Von Januar bis Ende Mai eroberten die europäischen Aktien die Führung zurück. In lokaler Währung schlug der MSCI EMU den MSCI World um etwa sechs bis sieben Prozentpunkte [1] , und die Qualität dieses Anstiegs war eindeutig wertorientiert: Banken und Versicherer führten die Liste an, während Telekommunikationsdienste, Versorger und Industriewerte für eine konstante Breite sorgten.

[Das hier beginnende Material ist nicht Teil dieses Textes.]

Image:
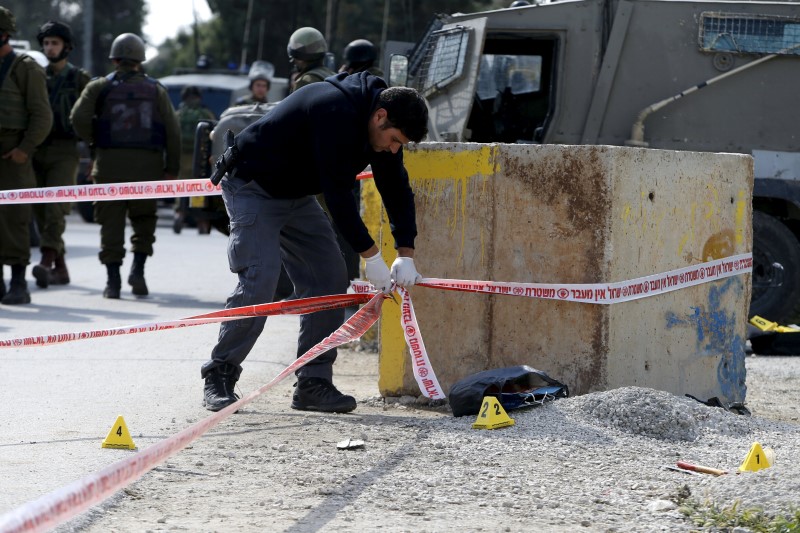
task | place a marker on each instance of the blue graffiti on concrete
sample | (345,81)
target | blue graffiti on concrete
(716,334)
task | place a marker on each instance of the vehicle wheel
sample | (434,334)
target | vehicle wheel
(86,210)
(776,270)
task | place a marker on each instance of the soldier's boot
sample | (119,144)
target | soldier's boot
(218,392)
(136,277)
(17,288)
(41,272)
(114,283)
(59,275)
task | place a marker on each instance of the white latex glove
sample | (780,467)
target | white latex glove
(404,273)
(378,273)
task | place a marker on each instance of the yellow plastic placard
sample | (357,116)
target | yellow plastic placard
(492,415)
(119,437)
(757,459)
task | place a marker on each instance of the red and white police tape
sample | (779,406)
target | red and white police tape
(138,190)
(607,293)
(66,502)
(595,293)
(291,307)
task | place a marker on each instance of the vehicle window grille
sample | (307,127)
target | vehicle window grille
(749,34)
(444,59)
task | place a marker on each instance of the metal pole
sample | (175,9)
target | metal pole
(328,20)
(385,28)
(88,32)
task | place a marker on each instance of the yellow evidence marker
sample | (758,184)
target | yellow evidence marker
(119,437)
(492,415)
(757,458)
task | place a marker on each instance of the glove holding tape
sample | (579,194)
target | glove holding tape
(404,273)
(378,273)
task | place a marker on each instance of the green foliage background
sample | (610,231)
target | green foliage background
(222,37)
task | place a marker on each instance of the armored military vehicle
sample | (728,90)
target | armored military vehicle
(676,75)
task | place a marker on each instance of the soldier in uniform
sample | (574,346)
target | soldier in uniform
(25,121)
(360,55)
(129,121)
(307,48)
(260,77)
(56,160)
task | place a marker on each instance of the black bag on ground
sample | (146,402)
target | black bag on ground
(514,387)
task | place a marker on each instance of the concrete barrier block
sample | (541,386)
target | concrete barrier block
(577,214)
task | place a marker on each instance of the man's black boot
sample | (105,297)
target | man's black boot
(41,272)
(114,283)
(218,392)
(319,394)
(17,288)
(136,277)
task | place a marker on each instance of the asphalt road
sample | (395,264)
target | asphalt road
(59,398)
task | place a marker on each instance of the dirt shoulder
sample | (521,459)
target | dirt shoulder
(271,468)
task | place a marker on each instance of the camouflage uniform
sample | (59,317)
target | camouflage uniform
(115,164)
(56,164)
(311,74)
(25,121)
(189,114)
(250,100)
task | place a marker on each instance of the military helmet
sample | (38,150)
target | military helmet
(54,28)
(307,44)
(7,22)
(127,46)
(360,51)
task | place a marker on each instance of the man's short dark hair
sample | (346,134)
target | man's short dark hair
(406,110)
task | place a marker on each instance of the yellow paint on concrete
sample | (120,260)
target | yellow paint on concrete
(392,362)
(458,165)
(741,212)
(430,173)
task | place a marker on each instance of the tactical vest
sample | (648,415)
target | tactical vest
(64,90)
(128,115)
(13,112)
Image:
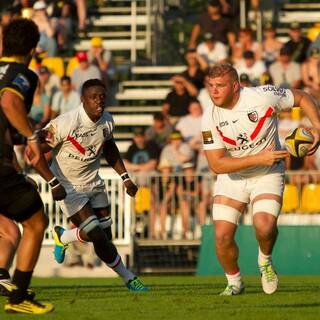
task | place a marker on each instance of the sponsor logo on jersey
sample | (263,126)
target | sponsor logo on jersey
(207,137)
(242,138)
(248,146)
(22,83)
(253,116)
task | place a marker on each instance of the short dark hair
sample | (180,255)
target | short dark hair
(20,36)
(65,78)
(92,83)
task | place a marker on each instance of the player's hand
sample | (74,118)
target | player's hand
(268,156)
(316,136)
(58,192)
(131,188)
(33,152)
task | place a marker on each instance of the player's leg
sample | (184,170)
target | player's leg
(23,204)
(266,205)
(266,208)
(226,213)
(9,239)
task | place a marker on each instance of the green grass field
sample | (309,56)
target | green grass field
(176,297)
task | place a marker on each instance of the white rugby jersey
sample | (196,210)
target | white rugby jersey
(249,127)
(78,144)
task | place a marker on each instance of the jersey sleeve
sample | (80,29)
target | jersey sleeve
(280,98)
(210,136)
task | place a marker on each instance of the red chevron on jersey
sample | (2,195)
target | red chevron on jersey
(226,139)
(77,145)
(261,123)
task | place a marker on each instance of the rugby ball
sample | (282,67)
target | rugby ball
(298,142)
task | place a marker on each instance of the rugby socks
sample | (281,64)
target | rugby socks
(22,280)
(234,279)
(71,235)
(118,266)
(262,258)
(4,274)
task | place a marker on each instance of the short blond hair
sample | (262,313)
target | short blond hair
(221,69)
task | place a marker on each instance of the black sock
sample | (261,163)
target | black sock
(22,280)
(4,274)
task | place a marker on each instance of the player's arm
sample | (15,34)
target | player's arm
(113,157)
(308,106)
(220,163)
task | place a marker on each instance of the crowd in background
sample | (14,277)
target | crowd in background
(173,143)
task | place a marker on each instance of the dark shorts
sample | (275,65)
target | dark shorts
(19,199)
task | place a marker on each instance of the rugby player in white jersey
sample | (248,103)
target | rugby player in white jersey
(242,147)
(78,139)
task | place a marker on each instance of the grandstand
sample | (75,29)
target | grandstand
(148,40)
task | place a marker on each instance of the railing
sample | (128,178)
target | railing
(173,207)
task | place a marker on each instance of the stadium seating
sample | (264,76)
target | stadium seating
(310,198)
(290,198)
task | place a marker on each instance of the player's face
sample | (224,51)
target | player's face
(222,90)
(93,101)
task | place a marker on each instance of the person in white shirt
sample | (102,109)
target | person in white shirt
(213,51)
(241,143)
(78,139)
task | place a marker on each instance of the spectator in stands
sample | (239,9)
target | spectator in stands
(253,68)
(203,96)
(177,101)
(212,21)
(84,71)
(311,73)
(142,157)
(246,42)
(213,51)
(285,73)
(270,45)
(190,126)
(177,151)
(196,69)
(244,80)
(65,99)
(50,82)
(40,110)
(47,40)
(160,130)
(298,44)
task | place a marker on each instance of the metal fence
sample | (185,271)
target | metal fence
(173,207)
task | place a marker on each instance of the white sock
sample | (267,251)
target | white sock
(118,266)
(262,258)
(71,235)
(234,279)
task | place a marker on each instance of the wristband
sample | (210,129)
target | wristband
(33,137)
(124,176)
(54,182)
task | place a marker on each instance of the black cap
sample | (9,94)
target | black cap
(248,54)
(285,51)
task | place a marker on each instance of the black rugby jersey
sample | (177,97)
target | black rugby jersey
(17,78)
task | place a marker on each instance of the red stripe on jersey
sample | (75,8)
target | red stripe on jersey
(76,144)
(226,139)
(261,123)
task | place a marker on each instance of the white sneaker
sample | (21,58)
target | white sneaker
(269,278)
(232,290)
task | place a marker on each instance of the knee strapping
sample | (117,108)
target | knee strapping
(270,206)
(89,224)
(226,213)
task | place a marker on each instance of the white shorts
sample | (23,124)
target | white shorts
(77,197)
(247,189)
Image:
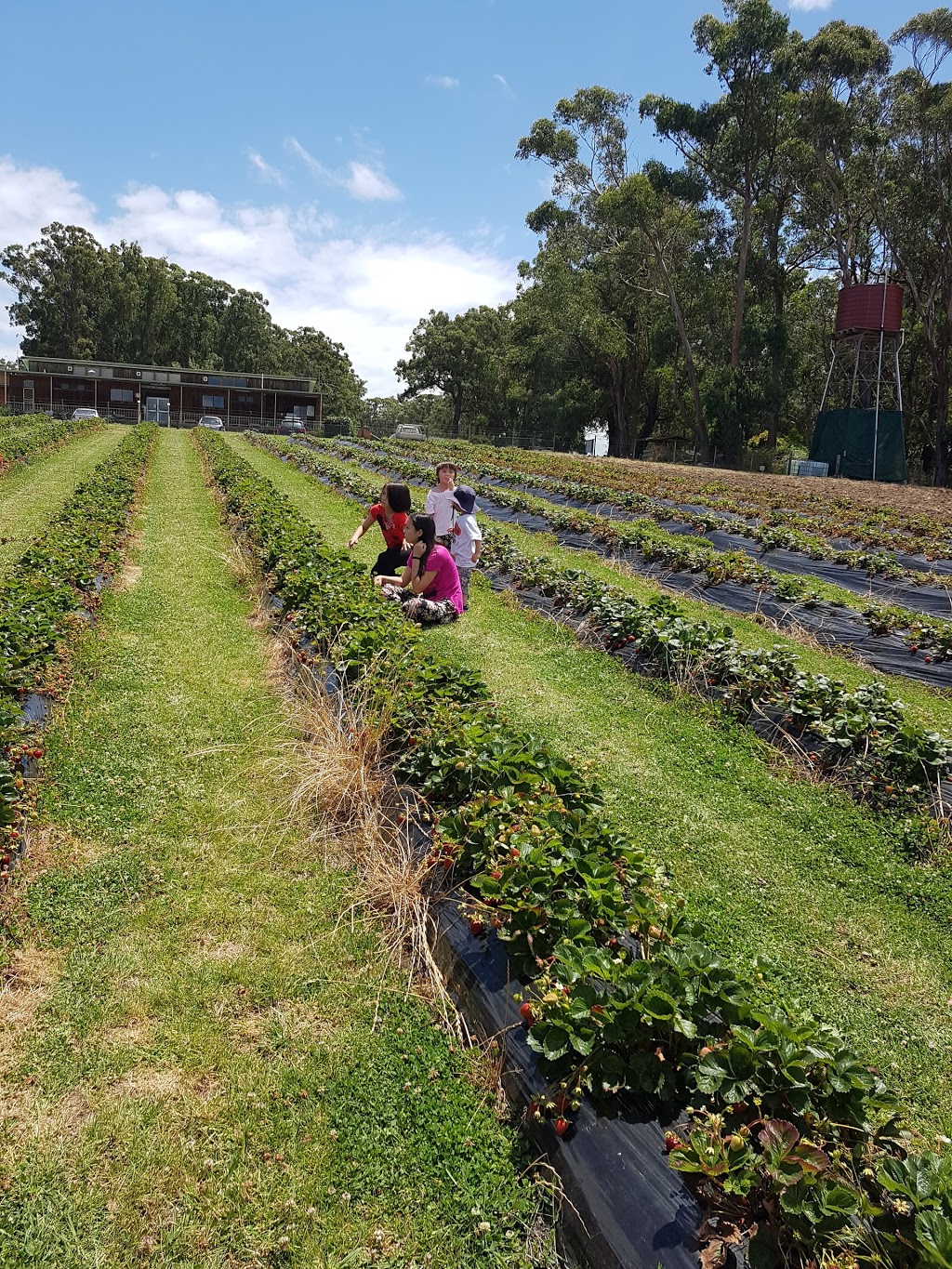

Die Devisen verstärkten die Attraktivität Europas im ersten Halbjahr. Der Euro erholte sich von den Tiefstständen des Konjunkturzyklus bis in den mittleren Bereich der 1,1er-Marke und pendelte sich dann im Laufe des Sommers in einer Spanne von 1,15-1,18 [2] ein, während er im bisherigen Jahresverlauf immer noch deutlich zulegte, was den inländisch orientierten europäischen Aktien Rückenwind verlieh. Diese Währungsstärke fiel mit signifikanten Veränderung der Mittelzuflüsse zusammen: US-Anleger investierten im ersten Quartal eine Rekordsumme in auf Europa fokussierte ETFs [3] . Diese Ströme spiegelten die Suche nach Diversifizierung zu vernünftigeren Multiplikatoren sowie das wachsende Interesse an den langfristigen fiskalischen Themen der Region (Verteidigung und Infrastruktur) wider, die von der Rede zur Ausgabe übergingen.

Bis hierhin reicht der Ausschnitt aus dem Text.